Subgraphs¶

Induced Subgraph¶

An induced subgraph is a subgraph whose vertices form a subset of the original graph's vertices, and its edges include all edges between those vertices. An n-vertex graph has \(2^n\) induced subgraphs.

Spanning Subgraph¶

A spanning subgraph is a subgraph that includes all vertices of the original graph and any subset of its edges. An m-edge graph has \(2^m\) spanning subgraphs.

Some Notes¶

• The only spanning induced subgraph is the graph itself.

• The number of subgraphs of a graph depends on its structure.

Graph Partitioning¶

Graph partitioning refers to dividing a graph into several subgraphs such that: - Their edges do not overlap. - All edges of the original graph are covered.

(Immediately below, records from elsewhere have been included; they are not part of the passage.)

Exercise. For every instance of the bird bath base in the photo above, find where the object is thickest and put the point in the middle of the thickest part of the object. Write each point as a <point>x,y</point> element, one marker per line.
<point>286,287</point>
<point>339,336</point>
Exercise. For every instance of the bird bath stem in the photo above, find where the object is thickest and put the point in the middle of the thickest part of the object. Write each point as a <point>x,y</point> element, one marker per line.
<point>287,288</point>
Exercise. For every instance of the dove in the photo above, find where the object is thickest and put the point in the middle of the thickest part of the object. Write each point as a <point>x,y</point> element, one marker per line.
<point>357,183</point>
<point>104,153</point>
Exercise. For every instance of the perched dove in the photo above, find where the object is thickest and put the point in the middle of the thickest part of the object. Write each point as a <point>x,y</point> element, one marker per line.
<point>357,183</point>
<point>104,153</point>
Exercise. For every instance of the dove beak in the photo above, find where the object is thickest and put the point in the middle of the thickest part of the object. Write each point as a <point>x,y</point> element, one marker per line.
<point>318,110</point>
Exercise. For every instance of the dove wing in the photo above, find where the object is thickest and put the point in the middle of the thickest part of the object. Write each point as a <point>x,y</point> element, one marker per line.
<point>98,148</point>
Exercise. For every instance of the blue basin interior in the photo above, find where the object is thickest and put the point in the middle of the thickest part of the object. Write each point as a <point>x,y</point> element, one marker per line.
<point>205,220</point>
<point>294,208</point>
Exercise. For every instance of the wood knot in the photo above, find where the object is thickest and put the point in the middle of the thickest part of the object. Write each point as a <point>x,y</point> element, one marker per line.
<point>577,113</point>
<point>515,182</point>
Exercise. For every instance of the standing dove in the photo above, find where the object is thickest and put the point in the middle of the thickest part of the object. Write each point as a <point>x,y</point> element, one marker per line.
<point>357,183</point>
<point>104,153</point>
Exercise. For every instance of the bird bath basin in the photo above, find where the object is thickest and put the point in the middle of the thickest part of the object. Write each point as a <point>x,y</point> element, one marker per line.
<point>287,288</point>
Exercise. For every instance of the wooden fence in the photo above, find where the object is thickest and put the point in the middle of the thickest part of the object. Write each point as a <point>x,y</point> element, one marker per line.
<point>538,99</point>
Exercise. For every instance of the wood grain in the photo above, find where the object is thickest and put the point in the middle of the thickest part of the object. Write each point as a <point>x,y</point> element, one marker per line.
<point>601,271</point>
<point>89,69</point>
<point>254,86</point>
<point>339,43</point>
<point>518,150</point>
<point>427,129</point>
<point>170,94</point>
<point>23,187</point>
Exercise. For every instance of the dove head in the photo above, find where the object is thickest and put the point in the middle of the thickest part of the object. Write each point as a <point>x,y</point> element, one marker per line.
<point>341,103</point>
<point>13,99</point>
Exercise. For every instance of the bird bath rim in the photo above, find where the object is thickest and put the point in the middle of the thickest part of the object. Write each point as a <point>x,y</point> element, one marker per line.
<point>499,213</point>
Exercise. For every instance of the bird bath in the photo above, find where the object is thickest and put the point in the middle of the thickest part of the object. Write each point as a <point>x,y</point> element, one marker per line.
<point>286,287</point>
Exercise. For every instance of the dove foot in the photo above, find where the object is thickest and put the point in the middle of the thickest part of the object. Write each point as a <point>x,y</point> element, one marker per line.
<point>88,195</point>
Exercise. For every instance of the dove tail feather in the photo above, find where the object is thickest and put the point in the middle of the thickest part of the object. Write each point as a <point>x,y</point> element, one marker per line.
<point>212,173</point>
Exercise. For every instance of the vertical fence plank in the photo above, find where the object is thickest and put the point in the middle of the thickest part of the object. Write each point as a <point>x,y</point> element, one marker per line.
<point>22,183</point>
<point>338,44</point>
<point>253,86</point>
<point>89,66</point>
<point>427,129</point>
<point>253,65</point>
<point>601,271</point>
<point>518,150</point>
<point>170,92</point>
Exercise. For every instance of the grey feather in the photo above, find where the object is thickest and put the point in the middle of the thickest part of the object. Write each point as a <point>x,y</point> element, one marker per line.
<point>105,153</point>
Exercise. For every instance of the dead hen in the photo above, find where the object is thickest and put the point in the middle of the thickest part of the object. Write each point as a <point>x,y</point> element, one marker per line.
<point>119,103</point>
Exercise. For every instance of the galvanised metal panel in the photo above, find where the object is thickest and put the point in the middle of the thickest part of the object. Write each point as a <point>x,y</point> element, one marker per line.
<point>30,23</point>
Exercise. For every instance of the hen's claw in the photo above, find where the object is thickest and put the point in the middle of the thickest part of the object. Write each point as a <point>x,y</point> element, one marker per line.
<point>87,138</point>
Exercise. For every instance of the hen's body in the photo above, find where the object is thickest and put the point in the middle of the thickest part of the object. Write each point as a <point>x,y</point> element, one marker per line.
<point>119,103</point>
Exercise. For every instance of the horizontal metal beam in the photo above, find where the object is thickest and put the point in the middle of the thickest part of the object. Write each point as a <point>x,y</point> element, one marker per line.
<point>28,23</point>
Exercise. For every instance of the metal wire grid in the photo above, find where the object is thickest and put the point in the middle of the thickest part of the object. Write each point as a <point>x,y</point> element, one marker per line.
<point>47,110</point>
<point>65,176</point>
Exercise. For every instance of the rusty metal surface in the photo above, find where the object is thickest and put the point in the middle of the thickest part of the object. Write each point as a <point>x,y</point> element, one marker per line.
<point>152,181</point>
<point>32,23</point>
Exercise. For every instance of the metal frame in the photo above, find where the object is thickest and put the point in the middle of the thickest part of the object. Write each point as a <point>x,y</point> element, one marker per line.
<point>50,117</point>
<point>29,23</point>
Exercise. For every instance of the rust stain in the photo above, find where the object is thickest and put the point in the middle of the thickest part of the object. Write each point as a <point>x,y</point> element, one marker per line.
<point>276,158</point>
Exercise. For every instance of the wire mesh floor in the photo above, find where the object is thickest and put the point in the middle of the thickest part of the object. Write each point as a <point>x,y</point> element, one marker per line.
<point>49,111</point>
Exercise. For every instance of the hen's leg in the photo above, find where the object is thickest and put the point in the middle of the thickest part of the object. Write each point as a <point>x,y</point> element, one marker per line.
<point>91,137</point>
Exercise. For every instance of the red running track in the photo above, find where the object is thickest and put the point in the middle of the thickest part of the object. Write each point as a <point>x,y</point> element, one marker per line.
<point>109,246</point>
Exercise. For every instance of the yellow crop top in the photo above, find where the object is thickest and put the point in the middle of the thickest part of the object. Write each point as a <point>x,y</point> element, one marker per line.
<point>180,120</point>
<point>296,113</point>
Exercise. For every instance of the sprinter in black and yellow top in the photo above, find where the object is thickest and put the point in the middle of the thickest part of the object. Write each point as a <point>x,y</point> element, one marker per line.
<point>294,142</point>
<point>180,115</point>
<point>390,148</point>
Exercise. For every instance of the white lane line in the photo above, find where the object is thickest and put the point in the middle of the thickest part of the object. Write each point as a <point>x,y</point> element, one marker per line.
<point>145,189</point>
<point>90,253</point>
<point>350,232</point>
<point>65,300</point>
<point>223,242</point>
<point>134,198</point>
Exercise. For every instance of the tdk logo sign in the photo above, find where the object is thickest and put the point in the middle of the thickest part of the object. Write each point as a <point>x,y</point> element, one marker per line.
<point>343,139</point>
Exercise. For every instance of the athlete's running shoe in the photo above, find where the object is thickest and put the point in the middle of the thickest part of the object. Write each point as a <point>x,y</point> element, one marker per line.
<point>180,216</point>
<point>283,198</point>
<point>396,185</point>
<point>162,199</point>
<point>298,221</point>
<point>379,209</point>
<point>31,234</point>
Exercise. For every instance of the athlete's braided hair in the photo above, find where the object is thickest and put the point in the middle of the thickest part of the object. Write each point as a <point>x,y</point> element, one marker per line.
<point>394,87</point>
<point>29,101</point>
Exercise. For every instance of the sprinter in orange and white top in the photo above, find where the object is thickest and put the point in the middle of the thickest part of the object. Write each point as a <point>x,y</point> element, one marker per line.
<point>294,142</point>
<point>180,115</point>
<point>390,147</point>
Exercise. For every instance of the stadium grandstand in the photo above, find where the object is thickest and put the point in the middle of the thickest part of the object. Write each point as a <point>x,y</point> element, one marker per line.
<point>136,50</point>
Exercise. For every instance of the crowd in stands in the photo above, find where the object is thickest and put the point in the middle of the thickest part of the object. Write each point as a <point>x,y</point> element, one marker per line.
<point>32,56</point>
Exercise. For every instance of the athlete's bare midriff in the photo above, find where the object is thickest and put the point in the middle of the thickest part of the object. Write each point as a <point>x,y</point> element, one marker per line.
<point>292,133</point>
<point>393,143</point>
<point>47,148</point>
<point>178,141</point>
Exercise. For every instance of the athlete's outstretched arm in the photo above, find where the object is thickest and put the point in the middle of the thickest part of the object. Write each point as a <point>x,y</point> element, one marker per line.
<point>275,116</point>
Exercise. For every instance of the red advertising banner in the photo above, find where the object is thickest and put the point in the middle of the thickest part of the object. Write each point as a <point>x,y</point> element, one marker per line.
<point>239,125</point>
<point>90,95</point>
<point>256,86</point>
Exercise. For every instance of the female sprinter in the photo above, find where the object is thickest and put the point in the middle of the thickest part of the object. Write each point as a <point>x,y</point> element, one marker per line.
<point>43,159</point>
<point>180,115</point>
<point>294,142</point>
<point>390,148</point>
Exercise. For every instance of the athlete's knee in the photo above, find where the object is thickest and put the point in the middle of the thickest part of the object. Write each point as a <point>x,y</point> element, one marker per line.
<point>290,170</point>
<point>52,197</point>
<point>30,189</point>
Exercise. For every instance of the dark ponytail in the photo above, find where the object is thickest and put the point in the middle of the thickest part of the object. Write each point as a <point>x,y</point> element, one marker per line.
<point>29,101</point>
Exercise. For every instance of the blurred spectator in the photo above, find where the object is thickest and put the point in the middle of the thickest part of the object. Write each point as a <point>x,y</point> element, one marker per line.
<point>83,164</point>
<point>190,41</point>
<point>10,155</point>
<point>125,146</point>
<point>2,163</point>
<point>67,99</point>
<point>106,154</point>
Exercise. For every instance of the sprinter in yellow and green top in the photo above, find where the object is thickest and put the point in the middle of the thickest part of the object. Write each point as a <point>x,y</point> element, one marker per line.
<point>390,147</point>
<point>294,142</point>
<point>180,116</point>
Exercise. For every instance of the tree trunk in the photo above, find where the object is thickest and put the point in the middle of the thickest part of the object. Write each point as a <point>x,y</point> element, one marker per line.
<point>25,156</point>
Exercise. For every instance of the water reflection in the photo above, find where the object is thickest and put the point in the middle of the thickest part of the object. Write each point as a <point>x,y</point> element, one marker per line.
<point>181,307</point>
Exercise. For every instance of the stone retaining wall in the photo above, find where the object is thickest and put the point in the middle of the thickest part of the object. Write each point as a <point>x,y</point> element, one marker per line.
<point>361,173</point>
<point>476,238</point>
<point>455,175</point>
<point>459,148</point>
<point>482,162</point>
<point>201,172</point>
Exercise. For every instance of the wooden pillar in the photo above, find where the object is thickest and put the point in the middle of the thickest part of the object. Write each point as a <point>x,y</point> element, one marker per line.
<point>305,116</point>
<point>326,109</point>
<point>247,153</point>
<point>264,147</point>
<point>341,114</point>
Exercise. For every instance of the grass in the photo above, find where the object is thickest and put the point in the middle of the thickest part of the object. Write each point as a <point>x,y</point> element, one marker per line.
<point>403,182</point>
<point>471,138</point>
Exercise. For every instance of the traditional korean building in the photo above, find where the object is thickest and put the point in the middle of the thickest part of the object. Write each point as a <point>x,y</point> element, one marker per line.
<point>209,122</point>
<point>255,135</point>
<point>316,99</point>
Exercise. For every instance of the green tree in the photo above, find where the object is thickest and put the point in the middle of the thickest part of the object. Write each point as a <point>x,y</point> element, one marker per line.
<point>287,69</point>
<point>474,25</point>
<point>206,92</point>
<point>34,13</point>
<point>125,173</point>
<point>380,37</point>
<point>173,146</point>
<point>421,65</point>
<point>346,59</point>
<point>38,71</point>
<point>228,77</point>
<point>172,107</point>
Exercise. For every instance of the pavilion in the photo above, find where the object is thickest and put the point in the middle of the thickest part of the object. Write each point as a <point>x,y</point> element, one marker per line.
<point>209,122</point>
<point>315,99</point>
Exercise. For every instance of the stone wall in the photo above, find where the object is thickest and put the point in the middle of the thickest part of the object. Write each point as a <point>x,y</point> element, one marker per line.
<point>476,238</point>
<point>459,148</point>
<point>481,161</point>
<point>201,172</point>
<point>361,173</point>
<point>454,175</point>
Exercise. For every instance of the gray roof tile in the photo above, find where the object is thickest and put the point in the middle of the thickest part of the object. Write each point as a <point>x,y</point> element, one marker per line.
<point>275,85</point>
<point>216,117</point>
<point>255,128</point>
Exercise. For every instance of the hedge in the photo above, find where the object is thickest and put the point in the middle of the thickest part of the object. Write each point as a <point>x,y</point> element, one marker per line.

In other words, every edge of the graph belongs to exactly one subgraph. You can think of partitioning as categorizing or edge-coloring. The figure below shows a partitioning of the graph \(K_4\) into two \(P_4\) graphs:

Independence Number and Clique Number¶

• The largest induced subgraph with no edges is called the maximum independent set. The number of vertices in this set is called the independence number of the graph, denoted by \(\alpha\) or \(\alpha(G)\) (the Greek letter "alpha").

• The largest induced subgraph where every pair of vertices is connected by an edge (i.e., a complete graph) is called the maximum clique. The number of vertices in this clique is called the clique number of the graph, denoted by \(\omega\) or \(\omega(G)\) (the Greek letter "omega").

These are important definitions, and many interesting problems revolve around them.